Al hacer valer los derechos de la naturaleza, el Derecho Ecológico tiene mejores posibilidades de lograr la adecuada apreciación y suficiente reparación de los daños que se inflijan al mundo natural. La estimación de estos daños se efectuará en mejores condiciones porque, al referirlos a la naturaleza, es posible calificarlos y cuantificarlos mediante un enfoque propiamente ecológico en lugar de determinarlos exclusivamente desde el punto de vista de los intereses humanos en juego. Se invierte, desde luego, el "onus probandi": en vez de partir de la presunción de que los elementos del mundo natural en sí "no sirven de nada" y, por lo tanto, pueden ser libremente alterados o destruidos (incluso ser declarados "dañinos" o "plagas" y exterminados como tales), a menos que se pruebe la utilidad de su conservación, se establece la presunción contraria de que todo lo que existe en la naturaleza "sirve de algo" en el contexto de la "empresa de la vida" y debe, por consiguiente, ser conservado tal como es, salvo que pueda acreditarse la existencia de un interés superior que justifique la alteración o destrucción proyectadas.

Si se admite la intervención de la naturaleza como parte interesada en las controversias ecológicas, se puede evitar que éstas, como ocurre a menudo, sean resueltas por un acuerdo de las partes humanas que sólo contempla los intereses de ellas y no los de la naturaleza, dejando que ésta continúe a merced de las acciones de depredación o contaminación. Actuando en nombre propio, la naturaleza puede exigir siempre que se prevenga o reparen debidamente los daños ecológicos, independientemente de lo que resuelvan las otras partes. En cuanto a la reparación, ella puede consistir en la "restitutio in integrum" o, si no fuere posible restituir el estado anterior, en una adecuada compensación, ya sea "in natura" o "in pecunia", es decir, en una acción reparadora o protectora equivalente en beneficio de otros elementos del mundo natural o en el pago de una indemnización en dinero, la que vendría a incrementar el "Fondo de la Naturaleza".

Unificación

La noción de los derechos de la naturaleza puede ejercer una influencia unificadora sobre el Derecho Ecológico de los diferentes países por el contenido objetivo y universal que confiere a sus normas, haciéndolas descansar esencialmente en las necesidades de la biosfera y no en intereses subjetivos y fragmentados de grupos humanos. Se crea así un denominador común que tiende a facilitar la concordancia entre los distintos sistemas jurídicos. Sin duda, el principio de la unidad de lo diverso se encuentra mejor realizado en la naturaleza.
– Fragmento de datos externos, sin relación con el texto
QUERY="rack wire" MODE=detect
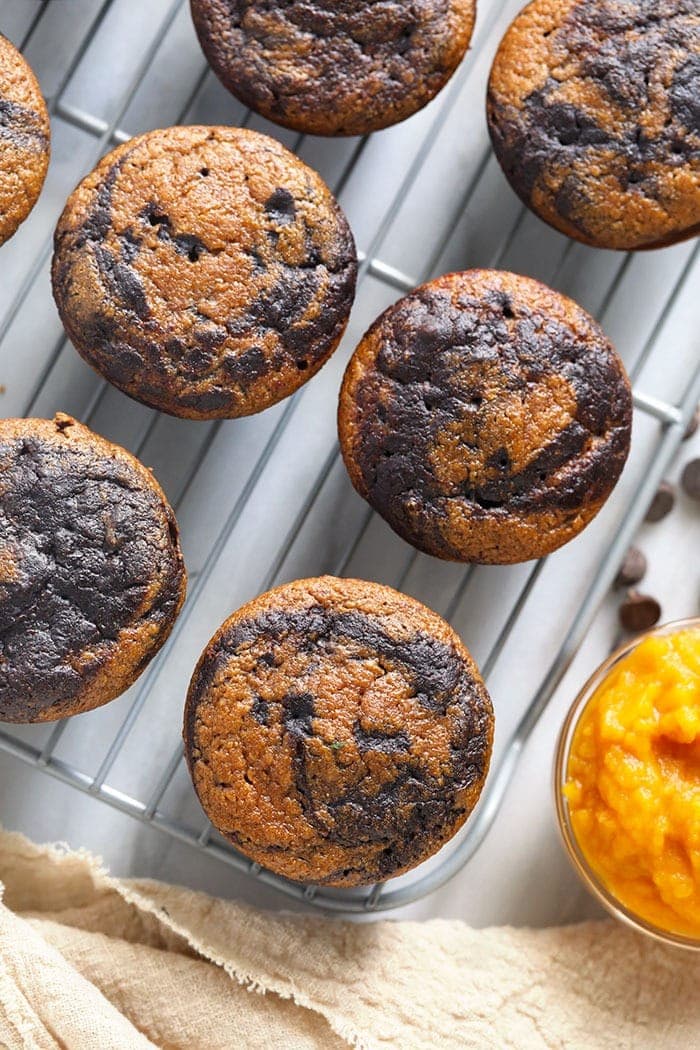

La nueva dimensión del Derecho

La creación del Derecho Ecológico significa un progreso hacia nuevas fronteras del Derecho y el descubrimiento de una nueva dimensión de lo jurídico. Es tarea que implica necesariamente la superación del tradicional enfoque antropocéntrico del Derecho; guardando las proporciones, puede compararse con la superación de la visión geocéntrica del universo, la cual permitió al hombre conocer el espacio en toda su verdadera dimensión. Es de esperar que el Derecho logre dar un paso similar y penetre resueltamente en el nuevo ámbito, dejándose guiar por el lema "in dubio pro natura", antes que la magnitud de la crisis ecológica del mundo haga inútil todo esfuerzo jurídico por resolverla.